Tax year’s IHT intake totals £4.6bn up to December

Inheritance Tax (IHT) receipts for the period between April and December 2021 totalled £4.6bn, new HMRC figures have revealed.

This figure was £0.6bn higher compared to the same period in 2020.

According to HMRC’s figures, receipts from April stood at £3.6bn up to October, meaning a further £1bn was received in the final two months of 2021.

Before this period, the higher receipts that HMRC received in October and November 2020, and from March to August 2021, are expected to be due to higher volumes of wealth transfers that took place during the pandemic.

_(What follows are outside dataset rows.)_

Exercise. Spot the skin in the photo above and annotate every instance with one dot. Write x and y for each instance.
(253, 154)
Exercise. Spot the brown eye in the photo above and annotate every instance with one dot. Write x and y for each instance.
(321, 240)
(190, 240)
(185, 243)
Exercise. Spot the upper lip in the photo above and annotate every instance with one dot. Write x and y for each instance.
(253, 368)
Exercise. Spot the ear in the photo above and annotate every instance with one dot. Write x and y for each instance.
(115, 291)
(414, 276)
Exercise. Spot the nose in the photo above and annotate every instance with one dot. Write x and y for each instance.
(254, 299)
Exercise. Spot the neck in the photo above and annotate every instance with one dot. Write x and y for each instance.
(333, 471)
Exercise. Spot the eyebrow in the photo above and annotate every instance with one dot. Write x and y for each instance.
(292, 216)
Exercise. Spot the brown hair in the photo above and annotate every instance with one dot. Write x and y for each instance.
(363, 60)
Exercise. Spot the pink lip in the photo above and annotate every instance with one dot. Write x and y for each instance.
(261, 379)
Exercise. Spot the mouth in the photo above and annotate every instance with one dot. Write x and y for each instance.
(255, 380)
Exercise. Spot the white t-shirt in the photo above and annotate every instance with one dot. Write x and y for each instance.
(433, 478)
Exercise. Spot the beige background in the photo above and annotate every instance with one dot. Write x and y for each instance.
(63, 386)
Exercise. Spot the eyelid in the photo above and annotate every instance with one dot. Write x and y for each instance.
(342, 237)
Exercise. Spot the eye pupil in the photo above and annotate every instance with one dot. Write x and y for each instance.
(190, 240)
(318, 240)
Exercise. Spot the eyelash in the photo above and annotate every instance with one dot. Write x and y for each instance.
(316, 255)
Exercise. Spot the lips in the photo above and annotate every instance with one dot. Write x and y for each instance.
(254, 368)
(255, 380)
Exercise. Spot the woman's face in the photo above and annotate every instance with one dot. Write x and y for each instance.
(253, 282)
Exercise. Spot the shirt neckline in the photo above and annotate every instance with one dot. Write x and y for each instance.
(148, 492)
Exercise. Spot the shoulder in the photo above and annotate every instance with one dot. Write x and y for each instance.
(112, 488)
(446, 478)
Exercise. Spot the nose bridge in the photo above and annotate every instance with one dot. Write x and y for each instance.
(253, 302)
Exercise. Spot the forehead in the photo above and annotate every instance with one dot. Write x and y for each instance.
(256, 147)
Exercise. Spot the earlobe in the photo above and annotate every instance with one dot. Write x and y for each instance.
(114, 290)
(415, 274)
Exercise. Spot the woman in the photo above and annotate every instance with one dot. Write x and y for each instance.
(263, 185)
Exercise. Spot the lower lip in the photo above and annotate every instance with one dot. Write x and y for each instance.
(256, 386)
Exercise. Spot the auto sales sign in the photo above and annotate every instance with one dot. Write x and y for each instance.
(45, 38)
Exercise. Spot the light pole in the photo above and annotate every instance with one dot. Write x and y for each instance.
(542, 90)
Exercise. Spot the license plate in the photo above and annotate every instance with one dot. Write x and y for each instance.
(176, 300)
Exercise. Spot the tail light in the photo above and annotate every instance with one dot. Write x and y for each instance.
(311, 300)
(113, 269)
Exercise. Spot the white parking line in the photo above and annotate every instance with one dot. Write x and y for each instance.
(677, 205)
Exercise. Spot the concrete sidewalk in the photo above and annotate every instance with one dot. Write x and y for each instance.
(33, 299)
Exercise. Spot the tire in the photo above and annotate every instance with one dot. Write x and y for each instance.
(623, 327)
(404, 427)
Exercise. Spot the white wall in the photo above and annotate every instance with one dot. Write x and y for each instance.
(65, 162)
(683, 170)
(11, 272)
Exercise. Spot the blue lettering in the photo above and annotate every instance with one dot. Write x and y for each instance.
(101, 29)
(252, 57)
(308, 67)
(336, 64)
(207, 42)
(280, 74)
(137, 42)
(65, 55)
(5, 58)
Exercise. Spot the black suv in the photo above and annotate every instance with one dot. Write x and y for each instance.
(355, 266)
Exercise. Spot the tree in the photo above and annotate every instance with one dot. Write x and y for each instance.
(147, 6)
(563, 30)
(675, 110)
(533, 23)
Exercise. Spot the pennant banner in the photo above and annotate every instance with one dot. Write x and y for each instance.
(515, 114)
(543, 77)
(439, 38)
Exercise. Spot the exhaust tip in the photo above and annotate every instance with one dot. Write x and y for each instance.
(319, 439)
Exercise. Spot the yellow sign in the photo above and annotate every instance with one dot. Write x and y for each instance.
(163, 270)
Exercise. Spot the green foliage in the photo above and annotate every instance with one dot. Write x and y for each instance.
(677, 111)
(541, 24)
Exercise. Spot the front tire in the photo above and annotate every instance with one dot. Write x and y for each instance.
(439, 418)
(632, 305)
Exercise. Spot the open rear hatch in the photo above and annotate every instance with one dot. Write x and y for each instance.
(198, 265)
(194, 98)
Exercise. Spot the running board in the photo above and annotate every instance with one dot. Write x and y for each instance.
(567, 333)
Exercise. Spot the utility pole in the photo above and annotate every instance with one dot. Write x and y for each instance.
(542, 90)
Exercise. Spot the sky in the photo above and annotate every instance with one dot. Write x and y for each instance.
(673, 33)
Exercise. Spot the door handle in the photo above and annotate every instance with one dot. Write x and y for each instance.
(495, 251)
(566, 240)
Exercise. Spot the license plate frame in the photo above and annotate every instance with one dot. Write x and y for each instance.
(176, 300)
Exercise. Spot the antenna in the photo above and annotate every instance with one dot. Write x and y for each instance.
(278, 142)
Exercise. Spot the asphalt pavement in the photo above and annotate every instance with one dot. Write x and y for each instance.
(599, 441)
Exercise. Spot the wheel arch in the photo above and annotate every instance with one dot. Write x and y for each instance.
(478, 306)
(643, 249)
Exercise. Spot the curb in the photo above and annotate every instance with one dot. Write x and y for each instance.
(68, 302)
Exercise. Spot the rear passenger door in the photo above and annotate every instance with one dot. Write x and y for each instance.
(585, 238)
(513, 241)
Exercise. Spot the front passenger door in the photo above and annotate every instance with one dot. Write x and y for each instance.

However, HMRC said it cannot verify this until full administrative data becomes available.

Commenting on the latest data, Canada Life technical director, Andrew Tully, said: “IHT receipts for December 2021 were £474m down slightly from £500m the previous month.

“This slight decline could signal a slowdown in activity after the high volumes of wealth transfer seen during the height of the COVID-19 pandemic – receipts for April to December 2021 were 13% higher than April to December 2020.

“However, with the IHT bands frozen, and house prices continuing to increase, starting effective estate planning early is crucial to minimise any IHT due and make sure wealth is passed on to the people you want to receive it.”

Quilter tax and financial planning expert, Shaun Moore, added that with property prices continuing to rise, IHT payer’s bills will also keep rising in future amid the ongoing house price inflation.

However, he also warned: “There’s more bad news to come for families dealing with the death of a loved one, as probate fees are set to increase from tomorrow. It seems you can’t escape soaring prices, even in death, with fees going up by 27% for personal applications and 76% for those made through a professional. The rate is therefore equalised at £273 for both personal and professional applications.

“While a positive for the government that the fee now actually aligns to the cost of providing the service, the timing of the increase is very poor with inflation on the rise and the cost-of-living crisis threatening a financial nightmare for many over the winter.

“The only consolation is that previous proposals would have seen the fees increase by even more and would have been based around a banded structure. Not only would this have increased the cost for large estates, it would have introduced unnecessary complexity into the system.”